According to the Australian Bureau of Statistics, the price of an average Australian home increased by about seven per cent a year between 1986 and 2013. In dollar terms, the average home has grown in value by 6.3 times over the last 27 years.i
Residential investment property returns have also been strong in recent decades. According to the 2014 Russell Investments/ASX Long-term Investing Report, annual pre-tax returns for Australian residential property investments were 6.1 per cent for the 10 years ended December 2013, and 9.9 per cent over 20 years.ii
Advantages of home ownership
While property prices will continue to have good years and bad going forward, history suggests that if held for at least ten years the return overall should be positive.
Not only has property delivered good returns for home owners and investors, but chances are, as an owner, you would have been able to put your own stamp on the property which can be extremely satisfying.
In order to reap the benefits of property investment, you may need to make some short-term financial sacrifices.

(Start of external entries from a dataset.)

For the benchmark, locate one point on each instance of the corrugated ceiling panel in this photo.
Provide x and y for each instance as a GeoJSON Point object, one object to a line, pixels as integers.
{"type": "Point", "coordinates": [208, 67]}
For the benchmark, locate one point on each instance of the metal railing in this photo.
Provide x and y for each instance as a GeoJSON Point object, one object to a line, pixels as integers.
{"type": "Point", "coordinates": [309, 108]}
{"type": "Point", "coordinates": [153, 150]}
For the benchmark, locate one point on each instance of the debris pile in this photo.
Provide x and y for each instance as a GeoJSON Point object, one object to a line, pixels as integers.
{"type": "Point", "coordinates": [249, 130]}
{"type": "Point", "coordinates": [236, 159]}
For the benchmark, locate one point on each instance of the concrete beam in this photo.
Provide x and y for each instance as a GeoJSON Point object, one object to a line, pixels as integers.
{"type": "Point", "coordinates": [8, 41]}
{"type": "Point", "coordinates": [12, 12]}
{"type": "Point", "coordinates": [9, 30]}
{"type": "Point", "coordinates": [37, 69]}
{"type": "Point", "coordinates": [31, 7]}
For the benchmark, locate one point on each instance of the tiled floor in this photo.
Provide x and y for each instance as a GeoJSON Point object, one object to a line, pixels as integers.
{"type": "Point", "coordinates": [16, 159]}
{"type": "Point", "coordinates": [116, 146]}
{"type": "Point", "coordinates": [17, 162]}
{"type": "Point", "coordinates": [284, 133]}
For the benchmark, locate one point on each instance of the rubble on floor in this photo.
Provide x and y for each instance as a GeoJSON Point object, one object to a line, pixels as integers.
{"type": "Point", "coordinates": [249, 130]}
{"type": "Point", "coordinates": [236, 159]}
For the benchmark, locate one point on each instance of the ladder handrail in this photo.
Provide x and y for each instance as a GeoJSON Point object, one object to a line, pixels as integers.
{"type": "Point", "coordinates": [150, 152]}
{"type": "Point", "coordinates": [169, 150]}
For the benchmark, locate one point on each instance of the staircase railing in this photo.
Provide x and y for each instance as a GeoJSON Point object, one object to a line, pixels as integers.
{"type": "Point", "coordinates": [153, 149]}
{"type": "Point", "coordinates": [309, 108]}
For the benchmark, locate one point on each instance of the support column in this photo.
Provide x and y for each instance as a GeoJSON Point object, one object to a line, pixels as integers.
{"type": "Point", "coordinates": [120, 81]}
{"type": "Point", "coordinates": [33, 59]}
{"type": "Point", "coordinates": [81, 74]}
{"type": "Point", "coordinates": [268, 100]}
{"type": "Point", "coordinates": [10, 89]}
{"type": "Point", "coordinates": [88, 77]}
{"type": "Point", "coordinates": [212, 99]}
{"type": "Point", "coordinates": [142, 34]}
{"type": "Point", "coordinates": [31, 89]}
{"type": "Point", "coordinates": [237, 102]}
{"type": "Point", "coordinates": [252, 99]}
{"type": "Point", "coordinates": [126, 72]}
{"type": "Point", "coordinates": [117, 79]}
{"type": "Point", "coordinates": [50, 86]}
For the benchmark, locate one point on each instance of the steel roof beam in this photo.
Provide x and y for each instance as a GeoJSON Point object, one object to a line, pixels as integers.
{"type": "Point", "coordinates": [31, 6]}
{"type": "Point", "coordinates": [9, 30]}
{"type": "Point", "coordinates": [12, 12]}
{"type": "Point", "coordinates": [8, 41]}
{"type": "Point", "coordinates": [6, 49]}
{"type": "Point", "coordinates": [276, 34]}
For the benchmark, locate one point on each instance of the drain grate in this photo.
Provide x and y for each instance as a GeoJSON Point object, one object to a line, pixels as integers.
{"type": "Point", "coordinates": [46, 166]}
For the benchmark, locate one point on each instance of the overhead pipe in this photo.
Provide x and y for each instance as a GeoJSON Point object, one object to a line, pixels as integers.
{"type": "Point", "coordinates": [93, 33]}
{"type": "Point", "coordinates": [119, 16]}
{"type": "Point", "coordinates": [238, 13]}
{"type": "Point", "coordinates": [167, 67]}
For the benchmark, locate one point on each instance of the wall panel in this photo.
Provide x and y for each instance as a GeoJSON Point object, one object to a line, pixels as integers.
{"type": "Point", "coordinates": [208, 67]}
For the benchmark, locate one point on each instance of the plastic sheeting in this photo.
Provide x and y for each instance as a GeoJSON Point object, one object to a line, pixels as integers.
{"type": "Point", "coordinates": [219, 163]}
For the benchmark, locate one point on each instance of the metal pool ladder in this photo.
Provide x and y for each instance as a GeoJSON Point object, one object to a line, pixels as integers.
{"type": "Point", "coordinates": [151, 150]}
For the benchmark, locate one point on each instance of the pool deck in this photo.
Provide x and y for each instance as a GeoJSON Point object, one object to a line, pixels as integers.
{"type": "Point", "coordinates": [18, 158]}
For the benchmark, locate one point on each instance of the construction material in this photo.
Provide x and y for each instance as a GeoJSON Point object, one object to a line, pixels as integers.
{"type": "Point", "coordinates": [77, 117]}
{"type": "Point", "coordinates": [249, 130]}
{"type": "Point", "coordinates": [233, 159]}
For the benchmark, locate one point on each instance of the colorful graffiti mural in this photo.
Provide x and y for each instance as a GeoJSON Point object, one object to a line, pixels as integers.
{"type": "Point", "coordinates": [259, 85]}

Buying a home generally requires a significant deposit and a hefty mortgage, but with careful planning it need not mean a complete change of lifestyle.
When you buy a home to live in, rather than as an investment, your loan is not tax deductible. So, the quicker you repay your mortgage the more you save in interest and the sooner you can redirect income into investments.
Step up repayments
The first step towards paying off your home sooner is to understand your loan – how much you owe, how much you are paying in principal and interest and where are the repayments coming from.
The next steps may include: consolidating any existing debts to ensure you are paying the lowest interest rate possible; making fortnightly rather than monthly repayments to cut down on overall interest costs; and depositing your salary into a mortgage offset account to reduce the interest on your loan.
If you are able to take advantage of the current low interest rates to make more than the minimum monthly repayments you can potentially knock years off your loan. Just be careful you don’t redraw those funds except in an emergency or as part of a well-considered investment strategy.
Once you have built up some equity in your home, or even repaid the loan completely, you can use that equity to invest in other assets such as another property or shares
Borrowing to invest
Borrowing against the equity in your home will increase your overall debt. However, when you borrow for investment purposes you may be able to claim a tax deduction for certain expenses related to owning the investment, such as loan interest charges.
If you choose to invest in property, you may be able to claim depreciation on certain items. You may also be able to claim any rental losses against your taxable income, a strategy known as negative gearing.
In the long run, your property investments should not only increase in value but also provide a valuable source of income when you retire. In the meantime, you may even be able to use some of your rental income to help pay off your home loan sooner.
Remember though, there may also be times when your property is vacant or repairs need to be carried out so you need to factor this in to your plans.
Using the equity in property to invest with can be risky, but with personalised advice from your financial adviser you can develop a strategy to help you meet your financial goals.